Diner serves up condos
GFI Realty Services, Incorporated

Development is anything but sheepish in Sheepshead Bay.

The once-quaint marina town is shaping up to be the borough’s next development hot-spot, real estate watchers say. A 28-story condo is going up on Voorhies Avenue, and that’s just the bellwether for a building boom that could leave the old fishing village looking more like Downtown. But one resident says if the neighborhood’s creaky infrastructure doesn’t get updated pronto, all construction should be called off.

“I’ve been preaching the warning of over development for over 30 years,” said Steven Barrison, president of the Bay Improvement Group, whose family has lived and worked in the area for more than a century. “And now after Sandy, we should have stopped development. Our infrastructure can’t handle it. It’s a disaster, it’s shameful.”

Councilman Chaim Deutsch (D–Sheepshead Bay) has called on new developers to build water holding tanks to stem sewer backups when heavy rains slam the seaside nabe.

And don’t expect the boom to slow any time soon, one real estate pro said.

“There’s a lot of development in Sheepshead Bay,” said Nancy Pecoraro, a broker with Fillmore Real Estate. “Definitely more in recent years — tearing down old buildings. It’s definitely more of a city feel with all of the condominiums going up. And definitely a big change to the waterfront — Sheepshead Bay itself — and Brighton Beach.”

Developers submitted plans for 18 new offices or multi-family apartment buildings since March 7, 2015, according to city records. They applied for 17 such permits last year and just 13 in the same period the year before that.

Recent interest appears to center on the Sheepshead Bay Road subway station, Kings Highway, and Ocean Avenue between Avenues S and U.

There are four new buildings — all six stories or higher — in the pipeline within a five-minute walk from the neighborhood’s eponymous subway stop.

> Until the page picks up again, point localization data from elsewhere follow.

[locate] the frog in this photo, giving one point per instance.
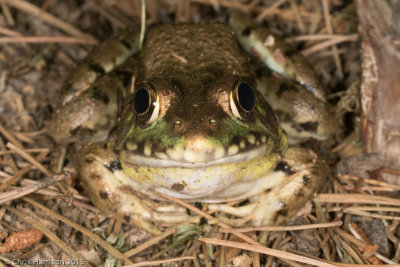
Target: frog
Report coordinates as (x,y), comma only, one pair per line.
(207,113)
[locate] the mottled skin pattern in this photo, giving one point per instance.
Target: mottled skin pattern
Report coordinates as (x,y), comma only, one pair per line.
(195,139)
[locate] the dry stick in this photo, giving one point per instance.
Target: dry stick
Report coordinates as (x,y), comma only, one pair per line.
(83,230)
(357,198)
(47,17)
(150,242)
(296,12)
(328,43)
(325,7)
(13,179)
(50,234)
(315,37)
(269,10)
(281,228)
(23,191)
(152,263)
(8,159)
(208,217)
(267,251)
(29,150)
(47,39)
(29,158)
(10,137)
(371,181)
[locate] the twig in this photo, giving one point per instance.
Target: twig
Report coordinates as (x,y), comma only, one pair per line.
(47,232)
(83,230)
(47,17)
(48,39)
(281,228)
(29,158)
(153,263)
(208,217)
(266,251)
(149,243)
(20,192)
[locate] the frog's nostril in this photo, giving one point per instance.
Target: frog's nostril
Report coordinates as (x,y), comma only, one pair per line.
(177,123)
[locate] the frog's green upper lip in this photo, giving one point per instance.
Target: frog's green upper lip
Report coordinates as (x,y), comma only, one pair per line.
(154,162)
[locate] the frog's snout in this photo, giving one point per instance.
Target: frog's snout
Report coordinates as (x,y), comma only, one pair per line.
(196,149)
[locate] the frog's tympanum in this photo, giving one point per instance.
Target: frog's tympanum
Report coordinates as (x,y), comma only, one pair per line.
(200,113)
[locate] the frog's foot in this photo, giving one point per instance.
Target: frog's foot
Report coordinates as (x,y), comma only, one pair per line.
(302,174)
(118,196)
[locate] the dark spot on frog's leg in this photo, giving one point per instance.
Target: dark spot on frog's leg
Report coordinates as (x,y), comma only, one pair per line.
(96,68)
(177,187)
(246,31)
(282,212)
(290,52)
(89,160)
(203,221)
(128,189)
(98,95)
(299,193)
(283,166)
(263,72)
(127,217)
(126,44)
(74,131)
(113,166)
(305,180)
(285,87)
(95,176)
(309,126)
(104,194)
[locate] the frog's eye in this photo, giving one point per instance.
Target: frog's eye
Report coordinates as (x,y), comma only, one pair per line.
(242,100)
(145,103)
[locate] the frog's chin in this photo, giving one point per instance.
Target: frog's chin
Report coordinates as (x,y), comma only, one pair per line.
(158,162)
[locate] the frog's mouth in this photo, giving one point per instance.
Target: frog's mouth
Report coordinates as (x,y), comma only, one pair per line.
(162,160)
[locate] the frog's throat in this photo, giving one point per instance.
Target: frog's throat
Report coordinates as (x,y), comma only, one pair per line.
(128,158)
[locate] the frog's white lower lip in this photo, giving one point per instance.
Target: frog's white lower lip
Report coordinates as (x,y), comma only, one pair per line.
(153,162)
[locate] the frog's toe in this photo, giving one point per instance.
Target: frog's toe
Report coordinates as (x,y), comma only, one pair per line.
(235,211)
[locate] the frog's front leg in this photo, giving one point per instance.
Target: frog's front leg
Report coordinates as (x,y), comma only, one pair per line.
(302,175)
(293,90)
(87,107)
(275,53)
(110,190)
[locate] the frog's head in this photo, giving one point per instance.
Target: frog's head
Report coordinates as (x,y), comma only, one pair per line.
(191,107)
(224,121)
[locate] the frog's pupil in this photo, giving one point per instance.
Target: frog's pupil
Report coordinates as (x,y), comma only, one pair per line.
(141,101)
(246,97)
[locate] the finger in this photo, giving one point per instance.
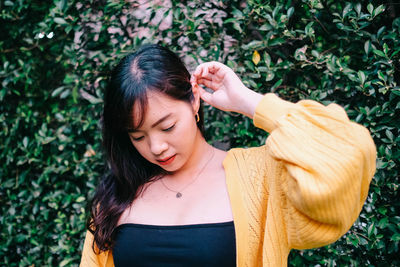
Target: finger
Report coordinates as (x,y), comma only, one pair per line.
(206,96)
(210,84)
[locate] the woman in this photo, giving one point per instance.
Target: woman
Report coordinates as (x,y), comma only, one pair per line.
(171,199)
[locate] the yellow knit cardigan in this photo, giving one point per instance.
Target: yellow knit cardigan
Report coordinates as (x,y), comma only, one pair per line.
(303,189)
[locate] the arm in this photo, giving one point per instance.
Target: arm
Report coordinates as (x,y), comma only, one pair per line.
(325,162)
(328,163)
(91,259)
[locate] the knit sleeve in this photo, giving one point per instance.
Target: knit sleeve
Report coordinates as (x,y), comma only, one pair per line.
(91,259)
(325,162)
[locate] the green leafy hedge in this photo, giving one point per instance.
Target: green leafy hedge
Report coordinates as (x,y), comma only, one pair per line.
(55,57)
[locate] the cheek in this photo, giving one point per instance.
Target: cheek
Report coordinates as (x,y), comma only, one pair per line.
(141,147)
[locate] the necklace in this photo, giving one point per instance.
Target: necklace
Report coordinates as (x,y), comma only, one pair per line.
(179,193)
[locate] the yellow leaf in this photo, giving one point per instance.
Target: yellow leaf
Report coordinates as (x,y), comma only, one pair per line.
(89,153)
(256,57)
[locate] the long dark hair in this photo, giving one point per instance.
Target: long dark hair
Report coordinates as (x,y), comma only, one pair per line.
(152,67)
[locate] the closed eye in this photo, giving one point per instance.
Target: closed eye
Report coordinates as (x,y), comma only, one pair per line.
(137,138)
(169,128)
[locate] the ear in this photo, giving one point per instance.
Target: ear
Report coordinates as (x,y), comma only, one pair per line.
(196,97)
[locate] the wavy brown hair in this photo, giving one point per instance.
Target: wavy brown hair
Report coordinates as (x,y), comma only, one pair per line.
(152,67)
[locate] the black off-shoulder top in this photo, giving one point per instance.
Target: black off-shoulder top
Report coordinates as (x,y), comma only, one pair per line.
(211,244)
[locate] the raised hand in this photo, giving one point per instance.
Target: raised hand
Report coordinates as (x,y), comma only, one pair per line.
(229,93)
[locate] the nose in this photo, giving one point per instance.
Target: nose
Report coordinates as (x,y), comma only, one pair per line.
(158,145)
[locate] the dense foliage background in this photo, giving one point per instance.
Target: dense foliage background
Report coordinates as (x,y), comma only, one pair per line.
(55,57)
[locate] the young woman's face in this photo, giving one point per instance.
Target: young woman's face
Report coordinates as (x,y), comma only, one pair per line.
(168,134)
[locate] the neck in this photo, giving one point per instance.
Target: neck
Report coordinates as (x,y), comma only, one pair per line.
(201,155)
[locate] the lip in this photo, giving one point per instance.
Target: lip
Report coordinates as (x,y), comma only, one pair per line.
(166,161)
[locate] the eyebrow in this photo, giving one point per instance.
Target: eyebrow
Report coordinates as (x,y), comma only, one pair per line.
(154,124)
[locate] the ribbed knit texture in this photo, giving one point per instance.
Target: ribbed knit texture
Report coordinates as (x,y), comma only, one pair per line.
(303,189)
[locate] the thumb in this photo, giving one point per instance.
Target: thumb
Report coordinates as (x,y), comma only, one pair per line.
(206,96)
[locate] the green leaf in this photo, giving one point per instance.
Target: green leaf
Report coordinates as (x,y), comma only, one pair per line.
(361,76)
(276,85)
(290,11)
(367,47)
(60,21)
(379,53)
(370,8)
(379,10)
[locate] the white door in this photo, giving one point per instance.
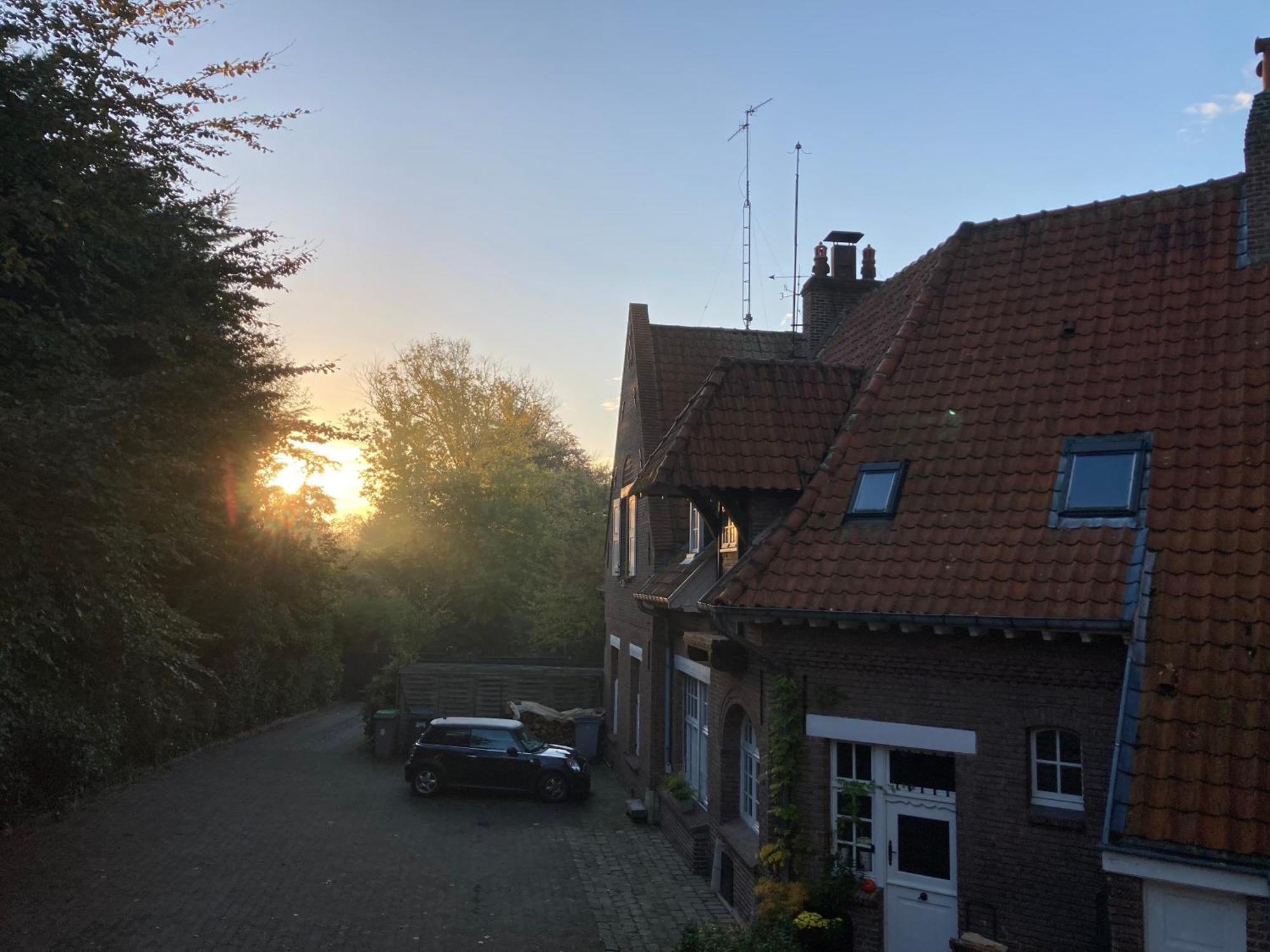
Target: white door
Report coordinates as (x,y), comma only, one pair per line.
(921,876)
(1183,920)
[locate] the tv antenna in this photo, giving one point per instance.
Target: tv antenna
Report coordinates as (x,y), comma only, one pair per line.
(798,163)
(746,216)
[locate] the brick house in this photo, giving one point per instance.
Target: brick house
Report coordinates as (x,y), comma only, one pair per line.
(1005,529)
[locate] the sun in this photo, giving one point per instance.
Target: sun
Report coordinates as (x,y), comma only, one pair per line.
(341,482)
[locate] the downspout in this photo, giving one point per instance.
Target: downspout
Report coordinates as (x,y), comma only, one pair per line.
(666,718)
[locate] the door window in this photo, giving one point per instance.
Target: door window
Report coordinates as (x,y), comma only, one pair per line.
(923,847)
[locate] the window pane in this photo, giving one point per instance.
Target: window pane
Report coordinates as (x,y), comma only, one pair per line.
(1046,746)
(924,847)
(910,769)
(1070,748)
(864,762)
(1102,482)
(1071,777)
(873,492)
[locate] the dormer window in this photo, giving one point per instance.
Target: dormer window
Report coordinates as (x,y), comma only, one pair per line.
(877,489)
(1102,477)
(694,530)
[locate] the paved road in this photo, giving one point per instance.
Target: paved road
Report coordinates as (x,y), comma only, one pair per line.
(298,840)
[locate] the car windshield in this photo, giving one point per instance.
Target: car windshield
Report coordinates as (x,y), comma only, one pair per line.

One of them includes the massive 300-foot, 236-unit apartment complex under construction at 1501 Voorhies Ave.

Kings Highway is another development hot-spot with nine new applications on file for buildings six stories or more.

And the city has already approved four residential buildings six stories or more along Ocean Avenue between Avenues S and U, records show.

One of the first buildings to top out will likely be the seven-story, 58-unit apartment rising from the rubble of El Greco Diner, said Aliaksandr Svetlakou of real-estate megalith Cushman and Wakefield.

The new Voorhies Avenue development will tower 120 feet over the Saint Marks Roman Catholic Church’s 16-story steeple — the neighborhood’s current tallest point.

The 28-stories building is unique to the area — city zoning law limits structure size based on the building’s lot, but developers on Voorhies Avenue combined several lots to allow for a taller building without needing a rezoning, city records show.

It will be the area’s largest for the foreseeable future, Svetlakou said.

“A lot of development is happening as we speak, but nothing of that caliber,” he said.